When I get really negative about whether I'll ever find someone, I remind myself I only need ONE man. One good one. Surely with a planet of 6 billion people there has to be one guy out there for me. I like to think he's a great guy who's just gotten free from a bad marriage.
I totally agree about being scared of being vulnerable. I hate it hate it hate it but when I do it, it can be good. Sometimes it's bad but I still give myself credit for having the guts to try. It gives me strength just knowing I did it. You were really brave to share what you feel guilty about here. And your courage gave me courage to share too. Thank you for that. This forum seems like a good, safe place for us to practice being vulnerable.
Re: The feeling I'm most guilty about
Posted: September 11th, 2011, 7:23 pm
by julie007
I know you can think "if those people can do it, so can I," but how do you do it?
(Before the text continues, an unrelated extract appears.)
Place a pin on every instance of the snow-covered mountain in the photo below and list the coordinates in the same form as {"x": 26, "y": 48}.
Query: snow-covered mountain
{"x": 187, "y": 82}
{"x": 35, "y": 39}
Maybe that's sort of an unanswerable question, but it's where I feel I am. I think I kind of mentioned that in my original post. "If they can do it, so can I" is a great way to look at things, but how do you get yourself in that mindset? For me it keeps turning into "Well, if I can because they can, why haven't I?"
I ask myself if I have absolute proof I can't do it. Do I know absolutely for sure I'm permanently screwed and it will never happen for me? No I can't prove that. So I have to admit there is a possibility. Maybe my pessimistic jaded outlook on my love life is not the complete picture. I could possibly be wrong. It wouldn't be the first time. And my life isn't over yet. Life is anything but predictable. These thoughts help me pry the door open to let a little glimmer of light into my dark negative defeated thinking. Hope this helps.
Also I think I'm alone because even tho I say I don't like it, unconsciously I've still preferred it to the terror of being vulnerable. But the loneliness is finally getting unbearable and I am forced to face my fear. So unbearable loneliness is a backhanded blessing in disguise.